First of all, my apologies for not having posted lately but we were traveling in Mexico, and vacation stories are on a whole different blog (http://our-wanderlust.blogspot.com) . On that same note, we will also be off again to Africa in a few weeks – just fyi.

Meanwhile, this is the slow time of year in Anguilla. The peak of hurricane season brings hotel and restaurant closures in most cases, lots of folks take the opportunity to leave island (apparently us included), and few tourists bother to arrive. It’s also the hottest time of year so even for those of us here on island, the pace of life is slow. That is not to say, however, that nothing happens.

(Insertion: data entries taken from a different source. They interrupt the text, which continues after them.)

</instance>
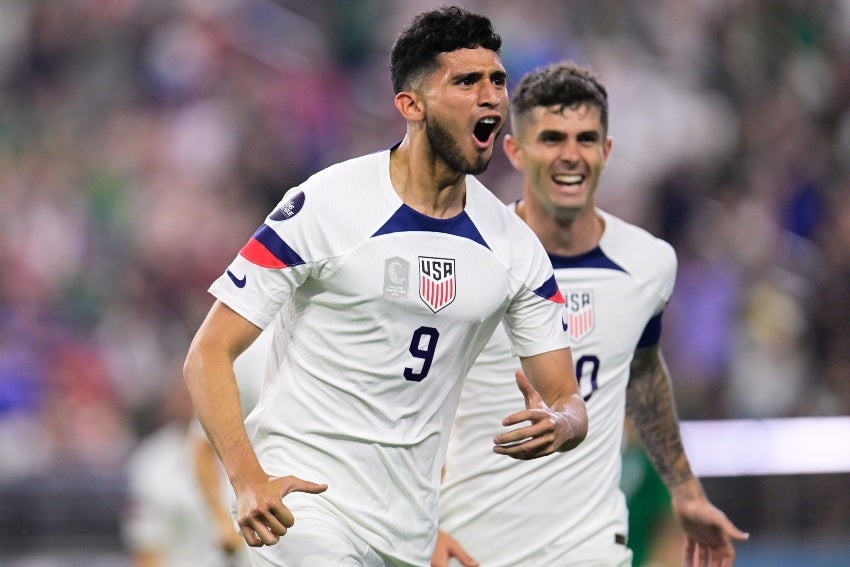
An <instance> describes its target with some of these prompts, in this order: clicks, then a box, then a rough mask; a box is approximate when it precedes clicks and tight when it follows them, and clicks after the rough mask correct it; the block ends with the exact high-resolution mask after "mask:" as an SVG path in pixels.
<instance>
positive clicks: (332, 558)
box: [248, 510, 386, 567]
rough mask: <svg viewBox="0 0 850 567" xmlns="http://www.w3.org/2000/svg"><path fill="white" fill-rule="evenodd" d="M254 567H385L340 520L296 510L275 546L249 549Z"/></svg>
mask: <svg viewBox="0 0 850 567" xmlns="http://www.w3.org/2000/svg"><path fill="white" fill-rule="evenodd" d="M248 555H249V557H250V559H251V565H252V566H253V567H386V563H385V562H384V561H383V559H381V557H380V556H379V555H378V554H377V553H375V552H374V551H373V550H372V549H371V548H370V547H369V546H368V545H366V543H365V542H363V541H362V540H361V539H360V538H358V537H357V536H356V535H355V534H354V533H353V532H352V531H351V530H350V529H349V528H348V526H346V525H345V524H344V523H343V522H342V521H341V520H340V519H338V518H334V517H333V516H330V515H320V514H312V513H308V512H306V511H304V510H299V513H298V515H297V517H296V519H295V525H294V526H292V527H291V528H290V529H289V530H288V531H287V532H286V535H284V536H283V537H282V538H280V541H278V542H277V543H276V544H275V545H271V546H268V545H266V546H263V547H249V548H248Z"/></svg>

In fact, Michael and I actually, honestly, snorkeled off of our beach the other day. We needed to test our new underwater video camera in case we successfully encounter a whale shark off of the coast of Mozambique later this month. So in we went. Luckily the water is really comfortably warm this time of year so that even though the visibility wasn’t great and there’s still plenty of errant sargasso seaweed floating about, we still had a good time kicking around. And it was lovely being in the water. Sometimes we forget.

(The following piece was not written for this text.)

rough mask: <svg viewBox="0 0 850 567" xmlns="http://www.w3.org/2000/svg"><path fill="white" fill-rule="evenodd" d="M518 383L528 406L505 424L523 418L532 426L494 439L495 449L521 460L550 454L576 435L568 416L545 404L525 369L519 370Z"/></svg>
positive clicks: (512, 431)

Then the other night when I got out of the shower, I noticed flickering lights outside the window. I stepped out onto the veranda to find dozens of fireflies in the yard blinking up a storm. In addition, a real storm was brewing to the south setting off lightning flashes on the horizon beyond St. Martin. The moon was just a tiny sliver of brightness but that meant that the stars were also visible twinkling in the sky. Then I noticed even more lights flickering in the ocean itself – not the reflection of the moon or the lightning of even the lightning bugs on the water but two areas of warm glow coming up out of the water. So I grabbed a flashlight (and opted to finally put on some clothes) to venture down towards the beach to investigate and discovered two snorkelers out searching for crayfish by the coral pile just off the beach.

All together, everything made for quite a pretty, little light show.